On June 11, 2026, JumpCloud said it is launching Agentic IAM on Google Cloud, extending its identity and device-management platform to govern access for human users, non-human identities, and autonomous AI agents. The service is hosted on Google Cloud, optimized for Gemini Enterprise, and positioned as a centralized control plane for discovering, registering, authenticating, and auditing agent access across enterprise systems.
The timing matters because enterprise AI governance is moving closer to runtime. As more agents start calling tools, touching SaaS systems, and routing work across MCP and agent-to-agent flows, older IAM models built around human users and static service accounts are starting to look incomplete.
What JumpCloud launched on June 11
This was not framed as a generic AI dashboard.
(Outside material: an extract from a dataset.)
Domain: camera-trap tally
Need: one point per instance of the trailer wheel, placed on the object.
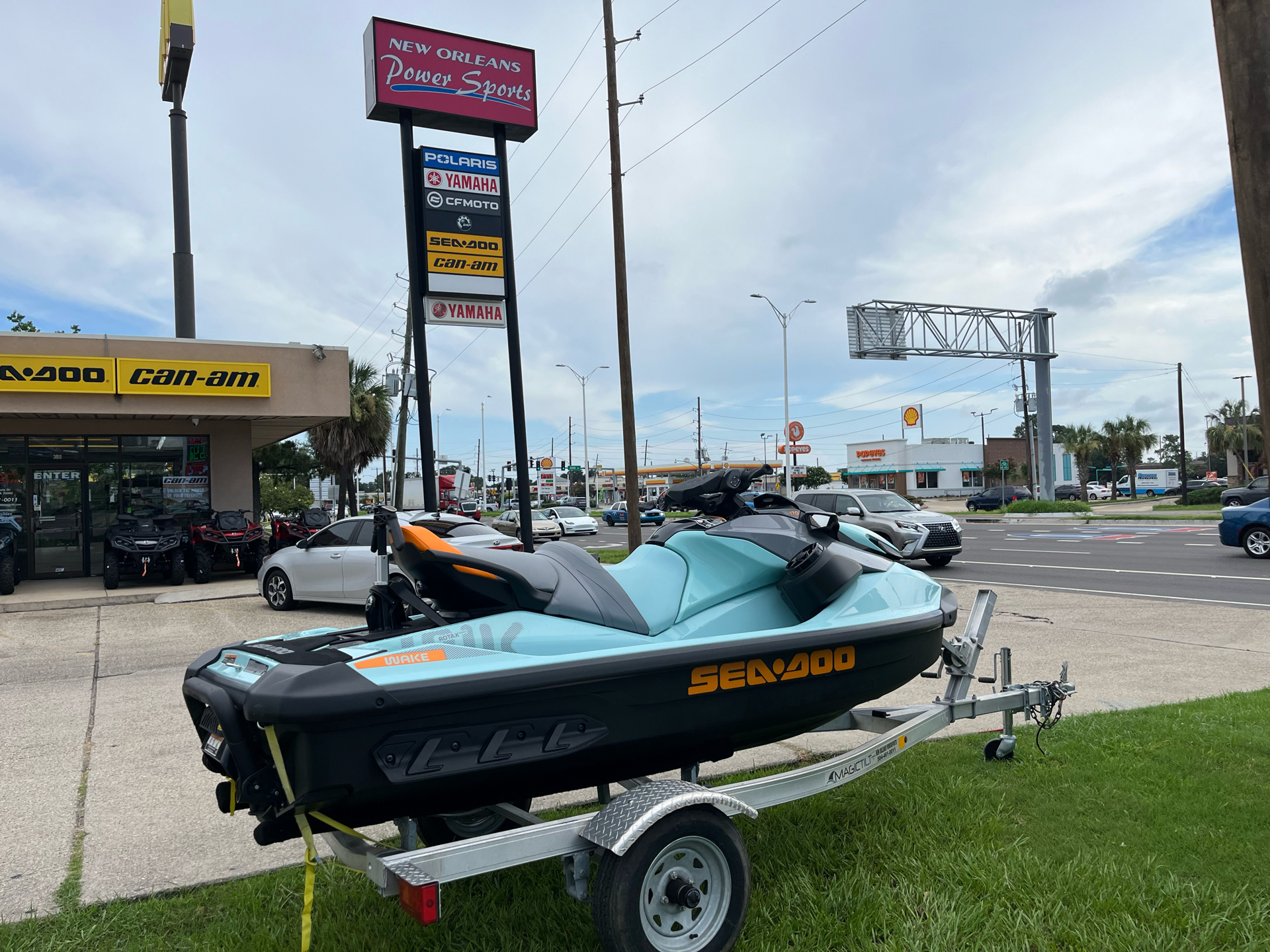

JumpCloud is pitching Agentic IAM as an identity layer for agents that operate at machine speed and can create a much larger blast radius than a typical bot or integration account.
- Real-time discovery and registration: JumpCloud says the platform is designed to discover and register agent identities as they appear across the enterprise.
- Gemini Enterprise optimization: The launch is specifically tied to Google Cloud and Gemini Enterprise, giving JumpCloud a clearer route into organizations standardizing on Google’s agent stack.
- AI Device Trust: JumpCloud says device trust checks can verify the human operator behind AI requests, including biometric and environment-based checks for Gemini Enterprise sessions.
- Unified AI gateway controls: The company says MCP and agent-to-agent traffic can be governed through OpenID Connect-based flows and short-lived token controls.
JumpCloud also said the rollout will continue through 2026, including Managed AI Connectors and broader AI Device Trust capabilities for Gemini Enterprise sessions.
Why the Google Cloud piece matters more than simple hosting
The deeper signal is that Google Cloud is increasingly treating agent governance as infrastructure, not a bolt-on feature. Its IAM portfolio now explicitly covers users and agents together, while its Gemini Enterprise Agent Platform includes Agent Identity, Agent Registry, and Agent Gateway as core control surfaces.
That matters for JumpCloud because enterprise buyers increasingly want one place to answer a new set of operational questions: which agents exist, which tools they can call, which MCP servers are approved, what happens when an agent acts on behalf of a user, and where prompt-injection or sensitive-data risks are stopped before they spread.
Google’s own Agent Gateway documentation points in the same direction. Access can be tied to agent identity, enforced through Identity-Aware Proxy, and extended with Model Armor for runtime protections such as prompt-injection defense and sensitive-data controls. In other words, JumpCloud is aligning itself with a cloud platform that is already building policy, registry, gateway, and identity primitives for AI agents instead of forcing agent governance through older user-centric controls.
Business impact for enterprise AI and security teams
The most important takeaway is that AI identity is becoming its own operating category. JumpCloud cited research saying 66% of organizations now give AI agents equal or greater system access than human users, while only 37% have fully integrated those agents into formal IAM policies. Whether those figures end up matching every enterprise environment or not, the direction is clear: rollout speed is outpacing control maturity.
That creates three immediate pressures for enterprise teams:
- Inventory pressure: security and IT teams need to know which agents already exist, including shadow deployments and unsanctioned connectors.
- Authorization pressure: least-privilege access has to work for fast tool-calling agents, not only for employees signing into applications.
- Runtime pressure: policy enforcement has to stay active after deployment, when agents are making live requests and touching sensitive data.
For CIOs, CISOs, and AI platform leaders, that shifts the buying conversation. The harder question is no longer only which model to use. It is which control plane can prove who an agent is, what it can reach, what it did, and which policies applied when it acted.
What to watch next
The next test is whether JumpCloud can turn this into a durable operating layer rather than a positioning story. Enterprises will want to see how deep the Gemini Enterprise integration becomes, how much policy can be enforced across real MCP and agent-to-agent traffic, and how well Agentic IAM governs third-party agent stacks without creating fresh lock-in.
The broader implication is bigger than one launch. Enterprise AI is entering a phase where identity, runtime authorization, and traffic governance matter nearly as much as model capability. For teams building AI agents, automation systems, and multi-agent workflows, the vendors that win may be the ones that can make agent behavior legible, governable, and auditable in production.